Users can test-drive the emotion classification module by using the file /emotions_sample.csv, which contains only a handful of documents. Other more complex sample datasets are available at /emotions/java/DatasetSO/StackOverflowCSV.

The /shared/ folder

To use the EMTk modules with custom datasets, users must access the /shared/ folder, which is mounted specifying the –v option in the docker run command shown above. The -v option defines the paths for the folder to be shared in both the host and the hosted machines:

docker run -v <pathInTheHostMachine>:<pathInTheContainer> [...].

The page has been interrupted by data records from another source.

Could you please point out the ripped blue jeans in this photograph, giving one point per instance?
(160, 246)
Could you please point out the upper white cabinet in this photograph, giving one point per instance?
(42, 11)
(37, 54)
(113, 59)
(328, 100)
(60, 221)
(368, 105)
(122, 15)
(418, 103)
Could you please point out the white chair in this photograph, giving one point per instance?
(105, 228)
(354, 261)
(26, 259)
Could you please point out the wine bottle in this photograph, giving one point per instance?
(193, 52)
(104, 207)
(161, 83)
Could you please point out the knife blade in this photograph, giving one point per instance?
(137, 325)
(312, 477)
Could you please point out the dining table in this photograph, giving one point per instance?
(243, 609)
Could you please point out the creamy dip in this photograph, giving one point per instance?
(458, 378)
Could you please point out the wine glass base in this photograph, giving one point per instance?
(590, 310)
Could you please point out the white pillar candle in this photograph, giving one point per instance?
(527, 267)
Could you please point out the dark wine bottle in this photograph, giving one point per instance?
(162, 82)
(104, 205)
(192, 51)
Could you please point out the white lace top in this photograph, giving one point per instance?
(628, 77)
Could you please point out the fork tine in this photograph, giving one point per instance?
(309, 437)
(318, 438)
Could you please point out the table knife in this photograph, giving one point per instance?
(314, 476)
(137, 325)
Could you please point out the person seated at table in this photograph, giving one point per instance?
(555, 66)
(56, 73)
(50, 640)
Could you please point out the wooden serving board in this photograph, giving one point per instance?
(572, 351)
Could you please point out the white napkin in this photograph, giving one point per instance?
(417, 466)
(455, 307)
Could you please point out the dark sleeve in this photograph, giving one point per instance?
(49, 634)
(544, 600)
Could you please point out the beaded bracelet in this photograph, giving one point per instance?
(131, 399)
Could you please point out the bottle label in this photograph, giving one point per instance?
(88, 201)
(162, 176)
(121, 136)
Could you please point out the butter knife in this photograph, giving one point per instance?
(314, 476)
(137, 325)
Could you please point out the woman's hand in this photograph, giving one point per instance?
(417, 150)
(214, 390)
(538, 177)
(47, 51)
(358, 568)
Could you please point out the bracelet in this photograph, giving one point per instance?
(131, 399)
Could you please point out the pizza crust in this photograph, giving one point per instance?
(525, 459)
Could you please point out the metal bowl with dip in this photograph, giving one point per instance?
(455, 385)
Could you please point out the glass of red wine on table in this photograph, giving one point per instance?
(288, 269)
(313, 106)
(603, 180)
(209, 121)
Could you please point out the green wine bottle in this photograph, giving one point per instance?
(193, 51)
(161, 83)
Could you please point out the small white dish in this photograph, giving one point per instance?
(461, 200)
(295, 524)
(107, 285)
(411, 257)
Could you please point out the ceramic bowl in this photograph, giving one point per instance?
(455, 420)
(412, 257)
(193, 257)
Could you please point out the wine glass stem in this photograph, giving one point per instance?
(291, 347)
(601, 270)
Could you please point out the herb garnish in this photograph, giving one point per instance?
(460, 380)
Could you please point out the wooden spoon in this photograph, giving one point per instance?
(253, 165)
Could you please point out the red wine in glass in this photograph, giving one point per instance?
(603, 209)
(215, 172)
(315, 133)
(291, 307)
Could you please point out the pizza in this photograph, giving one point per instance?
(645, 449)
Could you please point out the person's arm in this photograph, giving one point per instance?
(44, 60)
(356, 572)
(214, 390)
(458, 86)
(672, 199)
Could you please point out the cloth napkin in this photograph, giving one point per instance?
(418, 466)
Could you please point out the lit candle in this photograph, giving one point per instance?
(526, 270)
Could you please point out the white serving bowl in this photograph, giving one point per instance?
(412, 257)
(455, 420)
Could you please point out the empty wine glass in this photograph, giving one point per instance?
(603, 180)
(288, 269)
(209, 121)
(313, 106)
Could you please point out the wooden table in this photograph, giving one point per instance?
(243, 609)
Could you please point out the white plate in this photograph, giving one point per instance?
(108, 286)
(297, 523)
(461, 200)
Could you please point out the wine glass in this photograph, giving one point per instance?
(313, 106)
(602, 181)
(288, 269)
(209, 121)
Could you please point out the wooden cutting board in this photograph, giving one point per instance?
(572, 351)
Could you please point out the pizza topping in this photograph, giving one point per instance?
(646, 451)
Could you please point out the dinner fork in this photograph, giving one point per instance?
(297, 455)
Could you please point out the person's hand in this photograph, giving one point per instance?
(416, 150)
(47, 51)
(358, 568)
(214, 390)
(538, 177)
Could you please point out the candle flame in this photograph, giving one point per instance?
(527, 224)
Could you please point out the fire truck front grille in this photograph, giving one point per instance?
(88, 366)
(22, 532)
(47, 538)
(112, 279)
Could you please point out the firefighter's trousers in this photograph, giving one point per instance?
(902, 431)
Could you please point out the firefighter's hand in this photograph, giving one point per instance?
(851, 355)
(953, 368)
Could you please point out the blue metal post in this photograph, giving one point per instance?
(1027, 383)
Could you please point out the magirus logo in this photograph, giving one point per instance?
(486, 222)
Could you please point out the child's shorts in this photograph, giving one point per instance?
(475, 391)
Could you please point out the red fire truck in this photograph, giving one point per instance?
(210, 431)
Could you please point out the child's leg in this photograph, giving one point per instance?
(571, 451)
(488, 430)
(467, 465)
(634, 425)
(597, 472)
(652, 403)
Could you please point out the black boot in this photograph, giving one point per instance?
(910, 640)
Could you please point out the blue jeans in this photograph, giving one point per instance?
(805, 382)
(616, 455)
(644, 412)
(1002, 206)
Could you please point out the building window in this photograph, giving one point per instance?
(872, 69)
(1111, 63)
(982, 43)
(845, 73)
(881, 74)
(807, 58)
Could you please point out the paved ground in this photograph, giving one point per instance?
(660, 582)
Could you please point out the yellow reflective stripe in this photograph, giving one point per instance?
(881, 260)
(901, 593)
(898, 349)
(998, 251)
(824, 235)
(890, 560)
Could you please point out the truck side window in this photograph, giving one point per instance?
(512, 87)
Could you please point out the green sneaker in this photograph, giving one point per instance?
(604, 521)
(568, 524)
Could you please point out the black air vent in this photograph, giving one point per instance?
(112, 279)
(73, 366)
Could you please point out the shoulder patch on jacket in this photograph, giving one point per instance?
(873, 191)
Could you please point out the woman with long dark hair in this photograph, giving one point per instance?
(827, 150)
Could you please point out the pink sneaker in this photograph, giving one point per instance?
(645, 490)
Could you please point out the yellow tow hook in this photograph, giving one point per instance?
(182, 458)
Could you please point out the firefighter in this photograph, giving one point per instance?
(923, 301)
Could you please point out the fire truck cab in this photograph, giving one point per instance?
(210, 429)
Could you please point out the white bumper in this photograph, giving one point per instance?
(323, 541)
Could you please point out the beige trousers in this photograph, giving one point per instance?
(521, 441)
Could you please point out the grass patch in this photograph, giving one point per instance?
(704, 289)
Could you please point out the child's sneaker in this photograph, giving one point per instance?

For instance, on a Linux machine, -v ~/shared:/shared creates a folder named shared in the host system's home (if it doesn't already exist) and a folder named shared in the container's root. Whatever is put into the shared folder can be found on both the systems, allowing input and output file exchange. This is accomplished by leveraging Docker's bind mounts.

Programming languages, 3rd party libs, and OS

Collab EMTk is developed using a mix of Java, Python, R. Hence, it works on Linux, macOS, and Windows. The following 3rd party libraries are also used:

How to cite

If you intend to use the Collab EMTk for your work, please cite the following papers:

@article{calefato2017emse,
 author="Calefato, Fabio and Lanubile, Filippo and Maiorano, Federico and Novielli, Nicole",
 title="Sentiment Polarity Detection for Software Development",
 journal="Empirical Software Engineering",
 year="2017",
 issn="1573-7616",
 doi="10.1007/s10664-017-9546-9",
 url="https://doi.org/10.1007/s10664-017-9546-9"
}
@inproceedings{calefato2017acii,
 title={EmoTxt: A Toolkit for Emotion Recognition from Text},
 author={Calefato, Fabio and Lanubile, Filippo and Novielli, Nicole},
 booktitle = {Proc. of 7th Int'l Conf. on Affective Computing and Intelligent Interaction Workshops and Demos},
 series = {ACII 2017},
 year = {2017},
 isbn = {978-1-5386-0563-9},
 doi = {10.1109/ACIIW.2017.8272591},
 url ={http://doi.ieeecomputersociety.org/10.1109/ACIIW.2017.8272591},
 location = {San Antonio, TX, USA},
 pages = {79--80},
 numpages = {2}
}
@inproceedings{Novielli2018msr,
 title={A Gold Standard for Emotions Annotation in Stack Overflow},
 author={Novielli, Nicole and Calefato, Fabio and Lanubile, Filippo},
 booktitle = {Proc. of 15th Int'l Conf. on Mining Software Repositories},
 series = {MSR 2018},
 year = {2018},
 isbn = {978-1-4503-5716-6/18/05},
 doi = {10.1145/3196398.3196453},
 location = {Gothenburg, Sweden},
 pages = {14--17},
 numpages = {4}
}

License

Collab EMTk is licensed under the MIT License.